How DVC and MLflow connect

Each MLflow experiment run records the DVC dataset version, training parameters, and metrics. Following the chain:

MLflow model version
    → MLflow run ID
    → params.yaml commit
    → DVC .dvc pointer files at that commit
    → MinIO content-addressed parquet

Restore semantics

# Restore to a specific git commit
git checkout <commit>
dvc pull               # download exact data matching that commit from MinIO

# Verify pipeline state
dvc status             # should report "Data and pipelines are up to date"

# Reproduce the full pipeline from that point
dvc repro

What is NOT versioned by DVC

  • PostgreSQL data — the raw parquet export is the version boundary.
  • GE validation reports — HTML artifacts are produced per run but not tracked as versioned datasets.
  • Metadata JSON files (data/metadata/) — regenerated on each preprocessing run.

Backfills

Backfills are an operator-driven manual process.

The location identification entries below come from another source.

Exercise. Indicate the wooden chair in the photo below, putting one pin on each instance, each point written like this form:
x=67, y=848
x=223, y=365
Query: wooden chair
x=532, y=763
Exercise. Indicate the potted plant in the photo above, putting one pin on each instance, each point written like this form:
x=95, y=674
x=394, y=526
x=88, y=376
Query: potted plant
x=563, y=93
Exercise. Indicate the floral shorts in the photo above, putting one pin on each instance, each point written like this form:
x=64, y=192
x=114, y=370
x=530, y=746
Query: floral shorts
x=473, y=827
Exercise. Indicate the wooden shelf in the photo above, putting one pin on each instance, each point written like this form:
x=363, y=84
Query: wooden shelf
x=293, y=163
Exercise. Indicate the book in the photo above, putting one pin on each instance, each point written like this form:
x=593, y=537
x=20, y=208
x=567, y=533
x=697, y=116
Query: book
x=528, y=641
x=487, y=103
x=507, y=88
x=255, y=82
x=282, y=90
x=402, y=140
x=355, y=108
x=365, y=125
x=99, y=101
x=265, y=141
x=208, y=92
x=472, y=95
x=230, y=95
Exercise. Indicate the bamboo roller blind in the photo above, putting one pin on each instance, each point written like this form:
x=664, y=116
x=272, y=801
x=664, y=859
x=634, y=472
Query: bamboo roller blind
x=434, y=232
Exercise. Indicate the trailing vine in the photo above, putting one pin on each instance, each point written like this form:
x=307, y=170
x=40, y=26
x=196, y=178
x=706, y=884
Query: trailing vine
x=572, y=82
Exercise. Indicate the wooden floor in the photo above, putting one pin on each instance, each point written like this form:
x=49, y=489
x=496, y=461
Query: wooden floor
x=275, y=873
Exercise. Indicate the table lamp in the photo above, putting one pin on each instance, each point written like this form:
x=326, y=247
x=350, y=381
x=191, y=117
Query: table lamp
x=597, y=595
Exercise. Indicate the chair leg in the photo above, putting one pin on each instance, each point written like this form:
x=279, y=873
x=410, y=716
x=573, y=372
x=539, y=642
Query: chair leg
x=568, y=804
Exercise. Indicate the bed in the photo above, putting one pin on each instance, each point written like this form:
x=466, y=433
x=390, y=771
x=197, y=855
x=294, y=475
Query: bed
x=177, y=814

See Runbook: Backfills for the full procedure and safety invariants.

A backfill changes data in PostgreSQL. On the next dvc repro, load_data_from_sources produces a parquet file with a different content hash → DVC updates the .dvc pointer → downstream stages re-run → new MLflow experiment run produced. The previous DVC version remains in MinIO (rollback path).

Safety invariants: never mutate existing DVC-tracked datasets in-place; always re-run downstream ML stages explicitly; always validate that GE contracts pass on backfilled data.